Ordinarily this would be a metaphor.  I could be talking about the neighbors, or the cloud of young men who infest Our Little Town with their glass-packed 12L 6000-horsepower 4x4 Compensators, reminding us all of their shortcomings in the wee hours of the night.  I could be talking about the mentally deformed members of Congress who have emerged from out of their dark caves to make the US a more unstable and dangerous place or their supporters, who stand in stark disproof of the theory of natural selection, which if they understood that they'd find ironically cheering even if the rest of us just tremble at the thought of them having free and unfettered access to firearms.  I could be talking about a lot of things.

But no, I'm talking about turkeys.  Actual, literal turkeys.  Feathered things, not that bright, generally roasted for Thanksgiving.  The things that Mr. Carlson swore, as God was his witness, he thought could fly.  Six of them in fact, in their infant stage and currently residing in my living room.
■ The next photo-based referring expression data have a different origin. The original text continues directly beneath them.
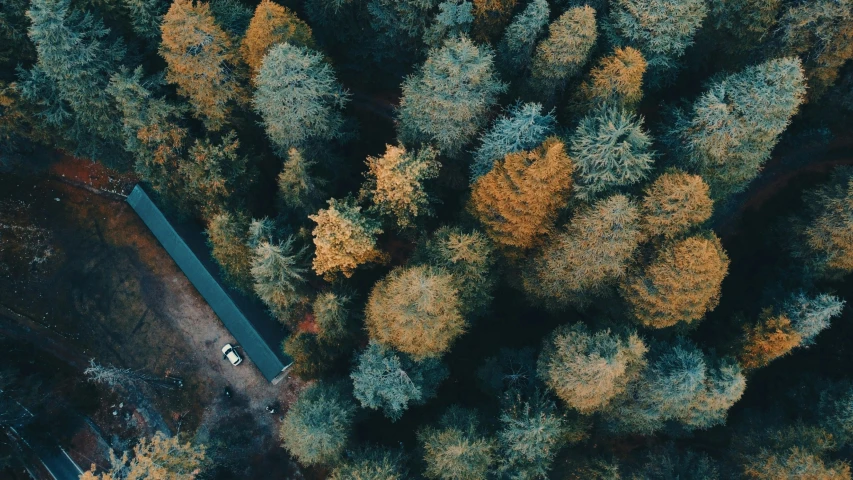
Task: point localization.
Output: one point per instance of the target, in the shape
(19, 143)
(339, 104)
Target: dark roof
(258, 334)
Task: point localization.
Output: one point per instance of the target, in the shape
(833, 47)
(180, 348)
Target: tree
(617, 80)
(298, 97)
(456, 449)
(821, 33)
(523, 127)
(226, 237)
(674, 203)
(200, 60)
(588, 369)
(272, 24)
(681, 284)
(660, 29)
(515, 51)
(593, 252)
(298, 187)
(383, 379)
(212, 174)
(518, 200)
(279, 274)
(160, 457)
(416, 310)
(561, 55)
(611, 150)
(469, 259)
(810, 316)
(395, 183)
(737, 122)
(69, 80)
(446, 101)
(344, 239)
(371, 463)
(316, 427)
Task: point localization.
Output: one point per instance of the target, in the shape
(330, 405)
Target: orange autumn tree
(200, 59)
(518, 200)
(270, 25)
(680, 285)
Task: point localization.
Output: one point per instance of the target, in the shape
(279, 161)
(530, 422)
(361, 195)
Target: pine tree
(270, 25)
(660, 29)
(593, 252)
(561, 55)
(681, 284)
(617, 80)
(821, 33)
(395, 183)
(518, 200)
(456, 449)
(226, 237)
(298, 97)
(200, 60)
(446, 101)
(515, 52)
(344, 238)
(588, 369)
(416, 310)
(279, 274)
(735, 124)
(69, 81)
(523, 127)
(316, 427)
(383, 379)
(611, 150)
(674, 203)
(470, 260)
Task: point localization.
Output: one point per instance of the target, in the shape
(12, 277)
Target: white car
(231, 354)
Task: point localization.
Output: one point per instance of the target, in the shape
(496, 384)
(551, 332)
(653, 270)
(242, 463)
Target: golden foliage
(518, 200)
(680, 285)
(416, 310)
(617, 79)
(200, 58)
(769, 339)
(675, 202)
(270, 25)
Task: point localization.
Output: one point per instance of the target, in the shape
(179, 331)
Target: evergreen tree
(317, 425)
(674, 203)
(515, 52)
(469, 259)
(660, 29)
(456, 449)
(735, 124)
(611, 150)
(69, 80)
(383, 379)
(593, 252)
(395, 183)
(616, 80)
(681, 284)
(279, 274)
(518, 200)
(416, 310)
(561, 55)
(344, 238)
(212, 174)
(523, 127)
(270, 25)
(226, 237)
(588, 369)
(298, 97)
(200, 59)
(446, 101)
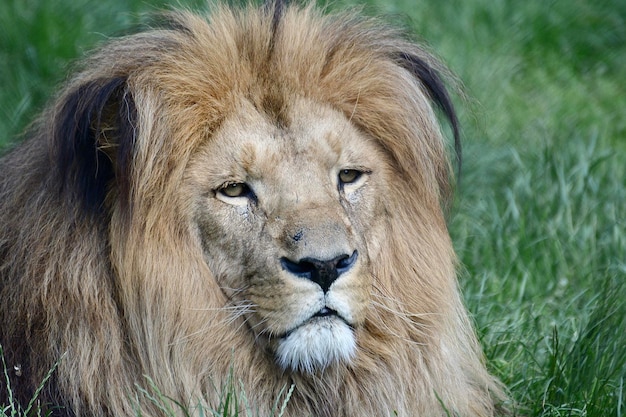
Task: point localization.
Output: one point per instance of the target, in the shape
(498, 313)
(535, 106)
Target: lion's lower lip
(324, 312)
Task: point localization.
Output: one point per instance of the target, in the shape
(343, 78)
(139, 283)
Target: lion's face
(287, 218)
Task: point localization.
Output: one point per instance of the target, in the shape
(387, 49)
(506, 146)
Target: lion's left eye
(349, 176)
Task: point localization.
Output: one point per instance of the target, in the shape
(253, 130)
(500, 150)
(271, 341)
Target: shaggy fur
(123, 254)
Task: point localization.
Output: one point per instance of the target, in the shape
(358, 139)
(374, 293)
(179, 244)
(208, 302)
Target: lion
(257, 195)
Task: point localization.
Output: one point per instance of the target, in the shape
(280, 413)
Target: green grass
(540, 216)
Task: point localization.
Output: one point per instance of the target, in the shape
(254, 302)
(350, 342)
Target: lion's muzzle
(322, 272)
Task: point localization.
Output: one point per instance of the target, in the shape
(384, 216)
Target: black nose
(323, 273)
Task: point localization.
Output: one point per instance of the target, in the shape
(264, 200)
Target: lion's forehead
(317, 142)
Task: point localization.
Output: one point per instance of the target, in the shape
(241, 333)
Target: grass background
(539, 221)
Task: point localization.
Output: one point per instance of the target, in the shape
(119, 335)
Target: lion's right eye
(235, 189)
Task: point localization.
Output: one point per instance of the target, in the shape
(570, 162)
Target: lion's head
(287, 215)
(258, 194)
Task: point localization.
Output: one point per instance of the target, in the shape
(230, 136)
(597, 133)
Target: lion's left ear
(436, 89)
(95, 126)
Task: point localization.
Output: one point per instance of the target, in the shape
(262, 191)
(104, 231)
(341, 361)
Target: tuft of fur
(103, 264)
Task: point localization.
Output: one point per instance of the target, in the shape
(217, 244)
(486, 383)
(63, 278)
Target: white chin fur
(316, 345)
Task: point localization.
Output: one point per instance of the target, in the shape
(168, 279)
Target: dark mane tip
(92, 111)
(438, 93)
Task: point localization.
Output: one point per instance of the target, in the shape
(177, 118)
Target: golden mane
(101, 264)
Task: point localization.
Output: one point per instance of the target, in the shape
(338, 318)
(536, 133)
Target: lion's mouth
(324, 315)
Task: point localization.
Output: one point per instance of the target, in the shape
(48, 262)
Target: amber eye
(348, 176)
(235, 189)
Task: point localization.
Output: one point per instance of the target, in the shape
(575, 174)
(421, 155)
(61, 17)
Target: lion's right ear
(92, 141)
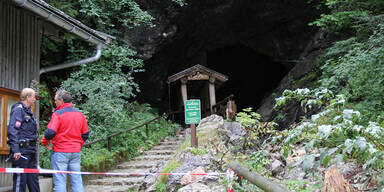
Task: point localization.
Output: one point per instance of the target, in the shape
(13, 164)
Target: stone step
(117, 181)
(139, 165)
(153, 158)
(102, 188)
(159, 152)
(165, 147)
(130, 171)
(169, 143)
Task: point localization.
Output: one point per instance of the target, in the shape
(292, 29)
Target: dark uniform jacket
(22, 128)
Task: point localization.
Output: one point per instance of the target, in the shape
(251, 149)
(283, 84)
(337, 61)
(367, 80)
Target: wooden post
(193, 136)
(184, 88)
(260, 181)
(212, 94)
(109, 145)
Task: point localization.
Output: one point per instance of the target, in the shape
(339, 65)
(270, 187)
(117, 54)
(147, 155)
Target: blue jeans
(66, 162)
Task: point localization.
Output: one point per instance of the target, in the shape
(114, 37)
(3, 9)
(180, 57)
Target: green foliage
(351, 14)
(338, 138)
(356, 69)
(254, 128)
(198, 151)
(248, 118)
(162, 184)
(302, 186)
(257, 163)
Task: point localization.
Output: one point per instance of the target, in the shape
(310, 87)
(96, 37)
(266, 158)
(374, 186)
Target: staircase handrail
(108, 137)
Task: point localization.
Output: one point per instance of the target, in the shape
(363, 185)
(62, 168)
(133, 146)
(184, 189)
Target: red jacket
(68, 130)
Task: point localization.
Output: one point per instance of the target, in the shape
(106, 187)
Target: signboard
(192, 111)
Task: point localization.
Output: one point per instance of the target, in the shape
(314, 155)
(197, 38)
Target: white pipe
(59, 20)
(74, 63)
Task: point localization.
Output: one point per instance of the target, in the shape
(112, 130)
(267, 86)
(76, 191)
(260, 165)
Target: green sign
(192, 111)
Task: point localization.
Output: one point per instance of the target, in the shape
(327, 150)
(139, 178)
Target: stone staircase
(150, 161)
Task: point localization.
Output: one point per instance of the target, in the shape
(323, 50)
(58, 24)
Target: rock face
(191, 34)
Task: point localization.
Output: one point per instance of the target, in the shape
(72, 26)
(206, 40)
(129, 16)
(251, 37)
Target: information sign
(192, 111)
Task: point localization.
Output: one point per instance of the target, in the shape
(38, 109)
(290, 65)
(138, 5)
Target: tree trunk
(260, 181)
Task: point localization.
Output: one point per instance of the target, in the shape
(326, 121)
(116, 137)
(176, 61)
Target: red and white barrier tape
(48, 171)
(229, 173)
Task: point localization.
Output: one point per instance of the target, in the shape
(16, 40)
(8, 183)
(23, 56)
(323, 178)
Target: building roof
(64, 21)
(198, 72)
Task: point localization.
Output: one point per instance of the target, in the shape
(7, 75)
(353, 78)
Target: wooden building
(21, 25)
(199, 73)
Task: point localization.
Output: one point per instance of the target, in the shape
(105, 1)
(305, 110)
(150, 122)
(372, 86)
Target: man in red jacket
(68, 131)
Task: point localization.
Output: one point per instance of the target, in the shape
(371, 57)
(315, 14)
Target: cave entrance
(198, 82)
(254, 76)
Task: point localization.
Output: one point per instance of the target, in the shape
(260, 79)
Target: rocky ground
(219, 142)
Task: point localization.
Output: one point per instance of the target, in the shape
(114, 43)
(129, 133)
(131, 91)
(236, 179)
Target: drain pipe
(74, 63)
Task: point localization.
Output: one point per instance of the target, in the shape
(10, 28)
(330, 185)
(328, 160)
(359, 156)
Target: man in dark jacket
(68, 131)
(22, 136)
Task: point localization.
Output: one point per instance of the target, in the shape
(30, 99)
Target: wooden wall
(19, 47)
(19, 55)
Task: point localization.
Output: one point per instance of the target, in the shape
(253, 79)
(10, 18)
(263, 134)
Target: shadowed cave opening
(252, 77)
Spring is in the air here in Baja Canada, and this means it is time to gear up for another round of 4H events.  The Drama group is rehearsing on Tuesday nights.  The Cat group is doing whatever it is they're doing, though without us this year as neither of our cats will survive another go-round of that.  Art and Photography projects are a-borning.  And Lauren is restarting her Poultry project.
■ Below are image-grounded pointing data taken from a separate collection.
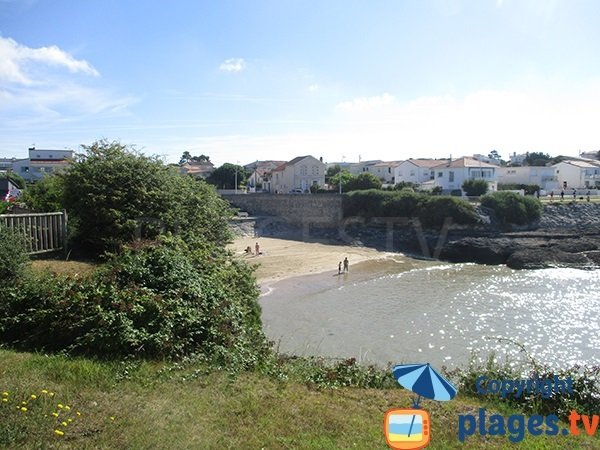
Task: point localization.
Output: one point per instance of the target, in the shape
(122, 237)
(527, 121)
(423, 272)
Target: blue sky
(273, 79)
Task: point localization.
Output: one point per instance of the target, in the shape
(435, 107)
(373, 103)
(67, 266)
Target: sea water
(407, 311)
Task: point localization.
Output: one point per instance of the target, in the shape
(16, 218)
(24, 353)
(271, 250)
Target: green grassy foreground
(151, 405)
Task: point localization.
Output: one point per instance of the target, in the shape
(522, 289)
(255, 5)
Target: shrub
(13, 255)
(156, 300)
(434, 210)
(475, 188)
(46, 195)
(114, 194)
(431, 210)
(513, 208)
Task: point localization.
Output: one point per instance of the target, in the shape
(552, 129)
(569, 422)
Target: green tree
(224, 177)
(363, 182)
(342, 176)
(475, 188)
(114, 194)
(46, 195)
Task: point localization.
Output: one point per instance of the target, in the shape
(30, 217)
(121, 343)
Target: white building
(42, 162)
(578, 174)
(385, 171)
(451, 175)
(545, 177)
(417, 171)
(300, 173)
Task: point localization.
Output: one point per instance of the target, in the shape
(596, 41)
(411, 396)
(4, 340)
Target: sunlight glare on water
(440, 313)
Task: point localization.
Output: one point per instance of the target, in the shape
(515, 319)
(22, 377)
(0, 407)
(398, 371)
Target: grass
(156, 405)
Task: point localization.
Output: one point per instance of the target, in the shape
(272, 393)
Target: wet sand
(282, 259)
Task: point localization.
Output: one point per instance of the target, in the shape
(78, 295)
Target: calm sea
(401, 310)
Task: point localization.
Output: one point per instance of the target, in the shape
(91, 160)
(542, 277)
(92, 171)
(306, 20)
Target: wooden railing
(43, 232)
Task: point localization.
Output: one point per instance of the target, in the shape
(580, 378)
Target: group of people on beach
(346, 266)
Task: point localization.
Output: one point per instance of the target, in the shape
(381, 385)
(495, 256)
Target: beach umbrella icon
(423, 380)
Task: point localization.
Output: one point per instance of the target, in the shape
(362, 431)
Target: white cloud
(363, 104)
(19, 64)
(233, 65)
(47, 85)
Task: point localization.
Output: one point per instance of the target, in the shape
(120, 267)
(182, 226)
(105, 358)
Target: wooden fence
(43, 232)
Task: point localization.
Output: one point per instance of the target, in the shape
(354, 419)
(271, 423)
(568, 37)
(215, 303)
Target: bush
(114, 195)
(529, 189)
(513, 208)
(475, 188)
(431, 210)
(46, 195)
(13, 255)
(156, 300)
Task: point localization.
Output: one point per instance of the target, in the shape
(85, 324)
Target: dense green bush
(431, 210)
(114, 195)
(529, 189)
(13, 256)
(46, 195)
(475, 188)
(157, 300)
(513, 208)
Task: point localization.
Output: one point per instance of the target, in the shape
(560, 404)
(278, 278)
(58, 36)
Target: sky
(345, 80)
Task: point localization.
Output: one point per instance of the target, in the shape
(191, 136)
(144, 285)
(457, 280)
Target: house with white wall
(545, 177)
(363, 166)
(451, 175)
(417, 171)
(42, 162)
(301, 173)
(385, 171)
(578, 174)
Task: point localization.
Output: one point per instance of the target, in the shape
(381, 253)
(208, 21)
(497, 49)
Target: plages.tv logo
(410, 428)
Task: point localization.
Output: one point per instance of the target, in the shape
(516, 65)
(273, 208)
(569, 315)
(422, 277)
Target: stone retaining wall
(317, 210)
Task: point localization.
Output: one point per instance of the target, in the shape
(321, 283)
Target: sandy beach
(282, 258)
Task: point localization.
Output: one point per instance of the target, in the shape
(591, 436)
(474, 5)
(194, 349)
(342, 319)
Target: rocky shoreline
(567, 235)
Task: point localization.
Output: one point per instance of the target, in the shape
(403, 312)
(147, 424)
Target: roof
(463, 162)
(427, 162)
(388, 163)
(582, 164)
(297, 159)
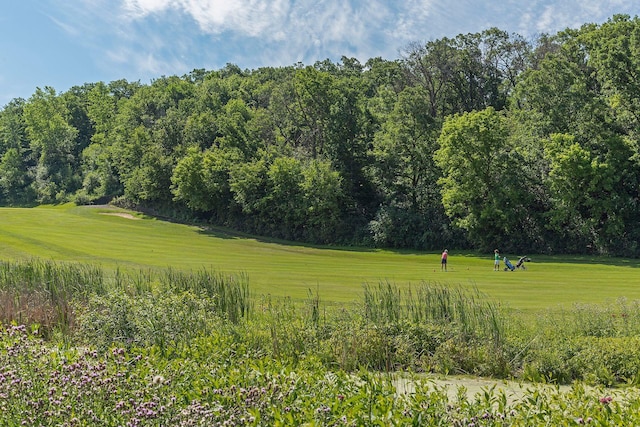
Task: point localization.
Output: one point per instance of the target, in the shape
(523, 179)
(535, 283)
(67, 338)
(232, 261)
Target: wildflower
(606, 400)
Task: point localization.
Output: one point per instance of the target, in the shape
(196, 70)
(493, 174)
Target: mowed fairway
(114, 238)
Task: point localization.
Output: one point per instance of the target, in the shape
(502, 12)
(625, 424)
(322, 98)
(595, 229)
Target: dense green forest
(479, 141)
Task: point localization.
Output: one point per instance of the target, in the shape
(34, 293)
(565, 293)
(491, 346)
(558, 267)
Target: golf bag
(521, 261)
(508, 265)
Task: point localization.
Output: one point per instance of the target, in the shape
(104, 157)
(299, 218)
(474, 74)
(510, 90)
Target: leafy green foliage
(452, 144)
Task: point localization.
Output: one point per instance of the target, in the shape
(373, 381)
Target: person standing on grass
(443, 260)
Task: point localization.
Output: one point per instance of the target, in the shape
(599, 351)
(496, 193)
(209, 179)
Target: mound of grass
(117, 239)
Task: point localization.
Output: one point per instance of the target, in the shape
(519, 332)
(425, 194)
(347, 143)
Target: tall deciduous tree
(477, 177)
(52, 141)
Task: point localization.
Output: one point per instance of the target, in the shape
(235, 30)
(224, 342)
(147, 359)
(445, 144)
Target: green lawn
(95, 235)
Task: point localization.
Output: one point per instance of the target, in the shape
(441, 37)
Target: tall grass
(468, 311)
(48, 293)
(231, 292)
(41, 292)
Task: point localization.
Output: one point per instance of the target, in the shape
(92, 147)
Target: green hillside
(115, 238)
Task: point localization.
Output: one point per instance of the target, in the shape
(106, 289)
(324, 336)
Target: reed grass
(468, 310)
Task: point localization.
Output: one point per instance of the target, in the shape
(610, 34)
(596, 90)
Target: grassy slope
(86, 234)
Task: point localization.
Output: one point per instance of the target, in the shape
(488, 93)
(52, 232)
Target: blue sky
(63, 43)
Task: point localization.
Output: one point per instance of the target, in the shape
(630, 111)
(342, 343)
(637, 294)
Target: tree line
(479, 141)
You can only show chickens once in the 4H, unless they're layers - and then all you're really showing is the eggs.  So last year's birds have been retired from the fair.  We still have five of them out at our friend's barn - three hens (Venus, Puff, and Rocky) who have been supplying about 90% of our egg needs since last fall, and two roosters (Sully, the special-needs chicken, and Rosie, my personal favorite).  The others have either been sent off to other flocks, or, sadly, are no longer with us.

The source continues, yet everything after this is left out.